The Department of Homeland Security used a Lockheed Martin-built cybersecurity framework to evaluate cyber attacks that state-sponsored Russian hackers carried out against U.S. critical infrastructure sectors.
Lockheed’s Cyber Kill Chain framework provided information on the attackers’ activities, including reconnaissance, weaponization, delivery, exploitation, installation, command and control and actions on objectives, DHS’ U.S. Computer Emergency Readiness Team said March 15 in a technical alert.
U.S. CERT added that the actors conducted a multi-stage intrusion campaign against U.S. government entities and organizations in the energy, nuclear, commercial facilities, water, aviation and manufacturing sectors as early as March 2016.
DHS collaborated with the FBI to create the technical alert, which is meant to help network defenders identify and minimize exposure to cyber attacks.
Hackers initially targeted “peripheral organizations” including third-party suppliers with vulnerable networks to gain access to the systems of their intended victims.

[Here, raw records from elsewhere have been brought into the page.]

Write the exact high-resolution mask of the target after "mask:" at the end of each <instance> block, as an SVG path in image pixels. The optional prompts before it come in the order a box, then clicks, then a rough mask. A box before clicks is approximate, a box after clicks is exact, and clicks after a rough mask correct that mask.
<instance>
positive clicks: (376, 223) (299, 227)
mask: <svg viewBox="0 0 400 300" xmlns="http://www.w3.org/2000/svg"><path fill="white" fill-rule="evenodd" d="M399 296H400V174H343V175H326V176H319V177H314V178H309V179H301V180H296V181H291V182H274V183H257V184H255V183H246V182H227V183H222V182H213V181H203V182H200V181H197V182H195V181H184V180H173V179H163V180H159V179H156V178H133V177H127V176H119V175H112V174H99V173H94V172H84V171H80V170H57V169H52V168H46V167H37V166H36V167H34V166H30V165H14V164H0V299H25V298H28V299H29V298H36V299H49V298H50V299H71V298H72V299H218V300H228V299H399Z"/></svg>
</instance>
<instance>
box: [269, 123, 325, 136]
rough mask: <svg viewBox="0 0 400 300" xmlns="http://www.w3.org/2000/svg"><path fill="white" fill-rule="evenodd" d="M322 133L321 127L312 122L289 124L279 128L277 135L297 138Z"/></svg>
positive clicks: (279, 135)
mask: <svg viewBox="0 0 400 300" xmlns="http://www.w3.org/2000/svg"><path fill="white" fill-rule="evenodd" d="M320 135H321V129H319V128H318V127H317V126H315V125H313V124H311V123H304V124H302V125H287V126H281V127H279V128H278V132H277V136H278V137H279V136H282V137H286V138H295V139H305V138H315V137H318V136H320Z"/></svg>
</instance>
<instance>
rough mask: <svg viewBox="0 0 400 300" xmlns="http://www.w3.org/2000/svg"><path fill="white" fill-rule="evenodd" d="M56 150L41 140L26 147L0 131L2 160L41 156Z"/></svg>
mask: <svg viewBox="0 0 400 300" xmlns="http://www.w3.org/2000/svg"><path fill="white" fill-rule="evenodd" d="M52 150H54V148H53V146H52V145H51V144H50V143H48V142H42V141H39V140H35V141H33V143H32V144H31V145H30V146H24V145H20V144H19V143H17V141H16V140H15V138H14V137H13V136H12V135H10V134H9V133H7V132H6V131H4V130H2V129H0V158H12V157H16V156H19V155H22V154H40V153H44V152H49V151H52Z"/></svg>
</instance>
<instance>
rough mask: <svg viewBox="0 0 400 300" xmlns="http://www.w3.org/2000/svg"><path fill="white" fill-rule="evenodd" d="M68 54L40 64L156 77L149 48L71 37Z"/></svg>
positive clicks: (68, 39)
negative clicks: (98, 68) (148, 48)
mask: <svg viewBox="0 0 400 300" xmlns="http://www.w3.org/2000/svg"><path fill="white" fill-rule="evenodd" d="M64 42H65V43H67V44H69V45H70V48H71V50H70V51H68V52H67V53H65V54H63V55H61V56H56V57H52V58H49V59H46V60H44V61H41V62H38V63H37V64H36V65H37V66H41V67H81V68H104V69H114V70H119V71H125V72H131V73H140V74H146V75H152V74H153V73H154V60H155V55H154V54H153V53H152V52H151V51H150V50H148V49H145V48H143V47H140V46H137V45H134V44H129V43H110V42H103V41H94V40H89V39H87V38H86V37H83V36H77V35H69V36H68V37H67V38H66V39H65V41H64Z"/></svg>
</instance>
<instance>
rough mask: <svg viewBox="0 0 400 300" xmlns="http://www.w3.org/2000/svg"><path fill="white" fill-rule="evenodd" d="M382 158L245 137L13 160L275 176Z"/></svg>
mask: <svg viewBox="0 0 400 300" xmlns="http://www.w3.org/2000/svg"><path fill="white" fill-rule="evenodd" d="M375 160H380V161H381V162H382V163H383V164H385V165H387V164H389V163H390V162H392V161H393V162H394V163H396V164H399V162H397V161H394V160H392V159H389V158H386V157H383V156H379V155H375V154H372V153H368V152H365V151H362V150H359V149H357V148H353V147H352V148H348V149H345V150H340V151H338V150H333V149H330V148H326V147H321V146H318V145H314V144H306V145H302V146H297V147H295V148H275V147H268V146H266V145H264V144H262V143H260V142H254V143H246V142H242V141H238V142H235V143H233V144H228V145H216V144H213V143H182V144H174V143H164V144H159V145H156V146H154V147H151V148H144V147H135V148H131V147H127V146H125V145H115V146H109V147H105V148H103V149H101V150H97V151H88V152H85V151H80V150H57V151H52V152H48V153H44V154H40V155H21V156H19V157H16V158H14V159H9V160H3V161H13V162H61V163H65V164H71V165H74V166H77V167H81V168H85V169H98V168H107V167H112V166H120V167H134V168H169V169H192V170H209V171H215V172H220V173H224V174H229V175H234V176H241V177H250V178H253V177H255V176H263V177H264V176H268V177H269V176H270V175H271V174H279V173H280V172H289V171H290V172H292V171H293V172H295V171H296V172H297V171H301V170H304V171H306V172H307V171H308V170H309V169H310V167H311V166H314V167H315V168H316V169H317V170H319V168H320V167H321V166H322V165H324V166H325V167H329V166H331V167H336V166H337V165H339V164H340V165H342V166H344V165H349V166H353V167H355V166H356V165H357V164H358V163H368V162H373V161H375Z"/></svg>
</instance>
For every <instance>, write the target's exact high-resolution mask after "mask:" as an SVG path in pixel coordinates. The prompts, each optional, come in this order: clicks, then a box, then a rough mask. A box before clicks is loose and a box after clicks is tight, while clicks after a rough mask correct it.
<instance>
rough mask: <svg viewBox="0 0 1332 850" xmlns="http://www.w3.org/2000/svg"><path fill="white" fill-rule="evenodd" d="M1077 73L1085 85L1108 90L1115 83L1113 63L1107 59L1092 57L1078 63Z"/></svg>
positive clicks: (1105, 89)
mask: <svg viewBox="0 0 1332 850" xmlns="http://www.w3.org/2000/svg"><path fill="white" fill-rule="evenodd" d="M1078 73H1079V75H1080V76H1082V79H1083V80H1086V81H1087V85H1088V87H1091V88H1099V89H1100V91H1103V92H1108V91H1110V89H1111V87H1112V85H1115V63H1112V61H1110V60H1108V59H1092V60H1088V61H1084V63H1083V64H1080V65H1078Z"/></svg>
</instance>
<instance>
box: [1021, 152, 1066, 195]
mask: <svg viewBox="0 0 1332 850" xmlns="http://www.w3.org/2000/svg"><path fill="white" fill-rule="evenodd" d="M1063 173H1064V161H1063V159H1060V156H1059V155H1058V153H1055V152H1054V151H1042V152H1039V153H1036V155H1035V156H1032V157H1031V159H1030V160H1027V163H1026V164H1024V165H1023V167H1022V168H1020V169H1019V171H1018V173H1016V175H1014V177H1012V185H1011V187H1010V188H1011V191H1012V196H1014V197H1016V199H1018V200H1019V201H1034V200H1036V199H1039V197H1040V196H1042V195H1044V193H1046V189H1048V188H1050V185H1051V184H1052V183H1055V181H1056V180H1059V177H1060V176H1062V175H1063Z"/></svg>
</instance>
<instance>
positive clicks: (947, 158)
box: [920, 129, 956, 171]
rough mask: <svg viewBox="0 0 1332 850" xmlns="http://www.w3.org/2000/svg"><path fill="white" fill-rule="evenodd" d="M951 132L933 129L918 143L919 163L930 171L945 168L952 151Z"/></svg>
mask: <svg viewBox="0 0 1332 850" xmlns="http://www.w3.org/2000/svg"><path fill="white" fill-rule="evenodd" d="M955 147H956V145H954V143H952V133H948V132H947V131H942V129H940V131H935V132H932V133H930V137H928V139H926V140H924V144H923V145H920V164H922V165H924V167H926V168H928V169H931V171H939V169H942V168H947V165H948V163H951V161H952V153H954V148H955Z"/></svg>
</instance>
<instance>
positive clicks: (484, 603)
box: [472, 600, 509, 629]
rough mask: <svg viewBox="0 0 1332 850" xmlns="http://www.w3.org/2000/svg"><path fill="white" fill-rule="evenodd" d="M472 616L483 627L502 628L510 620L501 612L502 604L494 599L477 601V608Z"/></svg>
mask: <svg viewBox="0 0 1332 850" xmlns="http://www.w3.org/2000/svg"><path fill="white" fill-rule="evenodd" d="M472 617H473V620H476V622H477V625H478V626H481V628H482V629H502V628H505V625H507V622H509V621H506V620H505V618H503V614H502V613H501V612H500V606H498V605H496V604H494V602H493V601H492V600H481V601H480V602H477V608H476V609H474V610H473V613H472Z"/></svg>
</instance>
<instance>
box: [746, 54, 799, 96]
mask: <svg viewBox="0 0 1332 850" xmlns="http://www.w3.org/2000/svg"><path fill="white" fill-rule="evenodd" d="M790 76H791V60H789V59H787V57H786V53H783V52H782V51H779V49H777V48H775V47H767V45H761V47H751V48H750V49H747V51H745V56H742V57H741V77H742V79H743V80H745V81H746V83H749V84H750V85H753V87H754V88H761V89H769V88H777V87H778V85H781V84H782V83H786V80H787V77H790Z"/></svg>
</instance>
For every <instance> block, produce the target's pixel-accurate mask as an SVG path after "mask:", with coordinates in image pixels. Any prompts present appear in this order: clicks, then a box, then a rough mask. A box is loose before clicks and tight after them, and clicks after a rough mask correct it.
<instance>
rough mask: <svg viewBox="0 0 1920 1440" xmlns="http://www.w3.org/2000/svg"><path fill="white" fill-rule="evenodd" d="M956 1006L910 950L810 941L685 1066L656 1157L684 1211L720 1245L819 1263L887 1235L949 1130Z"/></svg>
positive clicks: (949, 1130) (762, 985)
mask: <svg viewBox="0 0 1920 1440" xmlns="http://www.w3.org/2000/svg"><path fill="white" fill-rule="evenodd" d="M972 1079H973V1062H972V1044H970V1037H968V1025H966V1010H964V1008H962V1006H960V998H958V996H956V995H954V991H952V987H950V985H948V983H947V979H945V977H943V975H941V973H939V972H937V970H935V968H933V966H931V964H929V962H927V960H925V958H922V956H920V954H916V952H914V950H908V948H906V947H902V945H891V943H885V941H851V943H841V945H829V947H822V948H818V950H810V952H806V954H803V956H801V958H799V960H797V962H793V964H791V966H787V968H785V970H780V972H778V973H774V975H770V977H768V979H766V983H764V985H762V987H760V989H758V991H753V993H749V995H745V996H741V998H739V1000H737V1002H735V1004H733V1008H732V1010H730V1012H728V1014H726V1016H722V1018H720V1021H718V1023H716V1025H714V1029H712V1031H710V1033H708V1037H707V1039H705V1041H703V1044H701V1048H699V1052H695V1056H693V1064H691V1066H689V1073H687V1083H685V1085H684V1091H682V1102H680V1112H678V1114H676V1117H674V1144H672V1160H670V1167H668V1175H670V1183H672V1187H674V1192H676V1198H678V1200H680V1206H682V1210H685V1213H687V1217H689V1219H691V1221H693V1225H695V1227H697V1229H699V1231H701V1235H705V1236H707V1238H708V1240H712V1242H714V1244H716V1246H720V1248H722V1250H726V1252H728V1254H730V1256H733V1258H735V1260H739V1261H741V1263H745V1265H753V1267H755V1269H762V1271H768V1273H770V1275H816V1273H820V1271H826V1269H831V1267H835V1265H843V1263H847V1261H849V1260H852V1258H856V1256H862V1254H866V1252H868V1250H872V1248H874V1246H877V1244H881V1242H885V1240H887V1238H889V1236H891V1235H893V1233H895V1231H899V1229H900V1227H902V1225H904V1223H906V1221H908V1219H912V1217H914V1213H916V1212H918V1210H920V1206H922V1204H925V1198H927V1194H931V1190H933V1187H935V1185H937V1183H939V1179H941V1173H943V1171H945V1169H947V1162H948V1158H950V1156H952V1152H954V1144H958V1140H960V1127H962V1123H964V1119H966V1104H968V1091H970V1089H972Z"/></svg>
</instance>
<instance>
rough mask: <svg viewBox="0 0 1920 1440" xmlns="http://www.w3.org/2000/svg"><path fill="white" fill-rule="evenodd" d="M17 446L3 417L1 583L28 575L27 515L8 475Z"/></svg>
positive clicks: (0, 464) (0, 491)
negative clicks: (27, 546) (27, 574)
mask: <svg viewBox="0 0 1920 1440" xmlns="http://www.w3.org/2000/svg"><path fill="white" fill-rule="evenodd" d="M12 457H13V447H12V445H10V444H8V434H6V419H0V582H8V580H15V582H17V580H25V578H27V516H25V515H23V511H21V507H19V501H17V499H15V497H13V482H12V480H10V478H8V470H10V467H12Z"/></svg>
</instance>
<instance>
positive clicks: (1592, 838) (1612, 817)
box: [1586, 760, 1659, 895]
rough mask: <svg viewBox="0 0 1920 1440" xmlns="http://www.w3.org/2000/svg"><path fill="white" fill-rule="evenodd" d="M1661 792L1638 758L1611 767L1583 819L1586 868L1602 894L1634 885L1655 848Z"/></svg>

Threat actors used various measures such as spear-phishing emails from hacked legitimate accounts; watering-hole domains; credential gathering; open-source and network reconnaissance; host-based exploitation; and attacks against industrial control systems.
DHS and the FBI recommended multiple detection and prevention measures that could help network users and administrators mitigate malicious activity.